How models are shaped & deployed
A base model isn’t shipped raw, and it isn’t the same thing as a chatbot or an agent. Knowing the stages tells you exactly where each attack attaches.
The training stages
- Pre-training — the giant first pass over web-scale text, producing a base model that predicts text but isn’t yet helpful or safe. This is the stage web-scale data poisoning targets.
- Supervised fine-tuning (SFT) — further training on curated instruction→response examples to make the model follow instructions.
- Alignment (RLHF / DPO) — tuning on human preference signals so the model is helpful, honest, and harmless.
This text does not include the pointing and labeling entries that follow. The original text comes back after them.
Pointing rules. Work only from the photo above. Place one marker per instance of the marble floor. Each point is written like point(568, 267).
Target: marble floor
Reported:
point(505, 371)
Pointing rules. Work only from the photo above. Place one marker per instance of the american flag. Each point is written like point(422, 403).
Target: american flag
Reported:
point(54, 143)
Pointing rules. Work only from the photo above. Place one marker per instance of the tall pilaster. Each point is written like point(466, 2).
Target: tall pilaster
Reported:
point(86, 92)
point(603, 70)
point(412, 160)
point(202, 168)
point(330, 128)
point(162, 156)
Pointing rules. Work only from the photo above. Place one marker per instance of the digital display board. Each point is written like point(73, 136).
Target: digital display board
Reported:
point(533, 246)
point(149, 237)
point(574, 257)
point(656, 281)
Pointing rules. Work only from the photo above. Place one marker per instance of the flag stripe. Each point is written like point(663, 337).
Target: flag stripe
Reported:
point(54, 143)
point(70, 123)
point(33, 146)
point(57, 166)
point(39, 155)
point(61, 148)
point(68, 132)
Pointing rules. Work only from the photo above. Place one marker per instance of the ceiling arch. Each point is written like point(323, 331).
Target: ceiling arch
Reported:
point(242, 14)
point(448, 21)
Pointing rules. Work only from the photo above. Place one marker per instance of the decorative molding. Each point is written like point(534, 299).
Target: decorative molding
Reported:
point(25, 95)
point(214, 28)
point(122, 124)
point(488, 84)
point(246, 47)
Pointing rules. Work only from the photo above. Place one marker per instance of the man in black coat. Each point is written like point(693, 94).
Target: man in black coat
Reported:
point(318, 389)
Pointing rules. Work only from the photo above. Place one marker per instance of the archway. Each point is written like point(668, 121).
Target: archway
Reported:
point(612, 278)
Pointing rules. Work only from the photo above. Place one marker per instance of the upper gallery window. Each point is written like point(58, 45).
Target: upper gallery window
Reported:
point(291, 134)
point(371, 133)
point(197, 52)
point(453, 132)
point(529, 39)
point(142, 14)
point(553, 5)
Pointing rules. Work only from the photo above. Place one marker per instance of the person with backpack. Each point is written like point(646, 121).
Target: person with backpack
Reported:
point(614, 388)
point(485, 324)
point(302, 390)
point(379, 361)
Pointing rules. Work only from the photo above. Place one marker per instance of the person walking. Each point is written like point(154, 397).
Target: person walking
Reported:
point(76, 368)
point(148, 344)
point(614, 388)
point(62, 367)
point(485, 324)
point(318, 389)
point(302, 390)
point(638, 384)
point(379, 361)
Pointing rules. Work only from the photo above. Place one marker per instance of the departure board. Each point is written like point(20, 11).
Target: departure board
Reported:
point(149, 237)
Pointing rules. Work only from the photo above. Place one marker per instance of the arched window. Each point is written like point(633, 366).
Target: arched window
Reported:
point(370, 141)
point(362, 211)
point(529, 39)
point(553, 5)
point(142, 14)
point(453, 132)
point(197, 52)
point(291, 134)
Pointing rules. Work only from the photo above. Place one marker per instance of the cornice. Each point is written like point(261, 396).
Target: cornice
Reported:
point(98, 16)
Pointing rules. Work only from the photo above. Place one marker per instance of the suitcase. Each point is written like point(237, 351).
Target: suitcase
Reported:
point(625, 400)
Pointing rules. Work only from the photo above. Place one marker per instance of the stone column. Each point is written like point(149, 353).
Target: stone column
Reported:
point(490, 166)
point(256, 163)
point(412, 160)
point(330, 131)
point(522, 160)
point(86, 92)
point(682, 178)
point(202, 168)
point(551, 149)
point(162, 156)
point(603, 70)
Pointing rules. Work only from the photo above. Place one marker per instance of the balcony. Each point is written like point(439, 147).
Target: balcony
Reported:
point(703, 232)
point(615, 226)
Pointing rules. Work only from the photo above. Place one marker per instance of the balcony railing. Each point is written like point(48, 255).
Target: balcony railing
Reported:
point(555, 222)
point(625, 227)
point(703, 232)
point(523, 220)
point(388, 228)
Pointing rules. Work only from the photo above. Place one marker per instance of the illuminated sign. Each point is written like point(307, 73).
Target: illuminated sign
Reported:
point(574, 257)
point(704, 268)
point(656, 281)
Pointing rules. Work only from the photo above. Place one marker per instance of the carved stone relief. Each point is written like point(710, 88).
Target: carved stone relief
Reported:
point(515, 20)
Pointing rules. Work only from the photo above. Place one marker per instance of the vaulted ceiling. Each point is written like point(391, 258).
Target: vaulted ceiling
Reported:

Security caveat: alignment is a behavioral layer, not a security boundary — jailbreaks defeat it, and Sleeper-Agent backdoors survive it.
Adapting and extending a deployed model
- Fine-tuning & LoRA. You can specialize a base model on your own data. LoRA produces a small “adapter” file layered on the base model — convenient, and a supply-chain artifact to verify.
- RAG (Retrieval-Augmented Generation). Instead of retraining, you retrieve relevant documents at inference and drop them into the context window so the model can use current or private knowledge. Powerful, and the reason indirect injection is everywhere: retrieved content enters the same stream as instructions.
- Agents. An agent is an LLM wired to tools (via function calling), plus memory and a loop, so it can take actions in the world, not just answer. This is the leap from “chatbot” to “system that does things,” and the whole point of Part II.